Awaiting the bodies in the receiving center were civilian morticians. That was one occupational specialty that the military did not carry in its multiplicity of training regimens. A uniformed officer was always present to verify identification, for that was a responsibility of the service, to make sure that the right body went off to the right family, even though the caskets that left this place were in almost all cases sealed. The physical insult of combat death, plus the ravages of often late recovery in a tropical climate, were not things families wanted or needed to see on the bodies of their loved ones. As a result, positive identification of remains wasn't really something that anyone could check, and for that very reason, it was something the military took as seriously as it could.

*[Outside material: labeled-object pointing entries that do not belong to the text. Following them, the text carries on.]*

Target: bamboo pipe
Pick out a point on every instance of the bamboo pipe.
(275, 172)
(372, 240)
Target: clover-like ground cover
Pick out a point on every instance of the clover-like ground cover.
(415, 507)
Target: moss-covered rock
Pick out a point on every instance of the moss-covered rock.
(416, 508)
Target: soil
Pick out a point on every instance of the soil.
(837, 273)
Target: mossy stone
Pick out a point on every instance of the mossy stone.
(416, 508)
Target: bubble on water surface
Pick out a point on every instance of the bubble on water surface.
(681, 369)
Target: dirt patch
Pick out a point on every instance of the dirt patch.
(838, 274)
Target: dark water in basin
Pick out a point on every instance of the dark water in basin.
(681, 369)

It was a large room where many bodies could be processed at once, though the room was not as busy as it had been in the past. The men who worked here were not above grim jokes, and some even watched weather reports from that part of the world to predict what the next week's work load would be like. The smell alone was enough to keep the casual observer away, and one rarely saw a senior officer here, much less a civilian Defense Department official, for whose equilibrium the sights here might be a little too much to bear. But one becomes accustomed to smells, and that of the preserving agents was much preferred over the other odors associated with death. One such body, that of Specialist Fourth Class Duane Kendall, bore numerous wounds to the torso. He'd made it as far as a field hospital, the mortician saw. Some of the scarring was clearly the desperate work of a combat surgeon - incisions that would have earned the wrath of a chief of service in a civilian hospital were far less graphic than the marks made by fragments from an explosive booby-trap device. The surgeon had spent maybe twenty minutes trying to save this one, the mortician thought, wondering why he had failed - probably the liver, he decided from the location and size of the incisions. You can't live without one of those, no matter how good the doctor was. Of more interest to the man was a white tag located between the right arm and the chest which confirmed an apparently random mark on the card on the outside of the container in which the body had arrived.

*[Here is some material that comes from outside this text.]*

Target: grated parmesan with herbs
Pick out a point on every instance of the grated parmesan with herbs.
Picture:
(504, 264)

'Good ID,' the mortician said to the Captain who was making his rounds with a clipboard and a sergeant. The officer checked the required data against his own records and moved on with a nod, leaving the mortician to his work.

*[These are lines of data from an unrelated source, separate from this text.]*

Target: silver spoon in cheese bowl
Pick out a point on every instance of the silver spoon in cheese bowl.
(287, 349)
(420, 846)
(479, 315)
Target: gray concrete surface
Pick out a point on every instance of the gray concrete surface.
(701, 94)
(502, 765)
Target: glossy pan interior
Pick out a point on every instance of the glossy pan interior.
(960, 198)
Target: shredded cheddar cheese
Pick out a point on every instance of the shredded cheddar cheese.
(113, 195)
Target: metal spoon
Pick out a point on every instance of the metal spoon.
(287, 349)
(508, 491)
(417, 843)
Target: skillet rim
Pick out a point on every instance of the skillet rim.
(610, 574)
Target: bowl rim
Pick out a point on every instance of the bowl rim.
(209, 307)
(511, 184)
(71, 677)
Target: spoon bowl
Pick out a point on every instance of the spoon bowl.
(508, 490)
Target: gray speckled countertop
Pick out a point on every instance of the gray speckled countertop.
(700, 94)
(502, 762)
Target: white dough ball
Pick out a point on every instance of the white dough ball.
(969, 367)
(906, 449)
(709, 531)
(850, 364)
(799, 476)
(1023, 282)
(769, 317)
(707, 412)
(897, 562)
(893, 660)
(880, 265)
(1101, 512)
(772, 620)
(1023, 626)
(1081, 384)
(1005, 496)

There was the usual number of tasks to be performed, and the mortician went about them with neither haste nor indolence, lifting his head to make sure the Captain was at the other end of the room. Then he pulled a thread from the stitches made by another mortician at the other end of the pipeline. The stitches came completely undone almost instantly, allowing him to reach into the body cavity and remove four clear-plastic envelopes of white powder, which he quickly put into his bag before reclosing the gaping hole in Duane Kendall's body. It was his third and last such recovery of the day. After spending half an hour on one more body, it was the end of his working day. The mortician walked off to his car, a Mercury Cougar, and drove off post. He stopped off at a Winn-Dixie supermarket to pick up a loaf of bread, and on the way out dropped some coins into a public phone.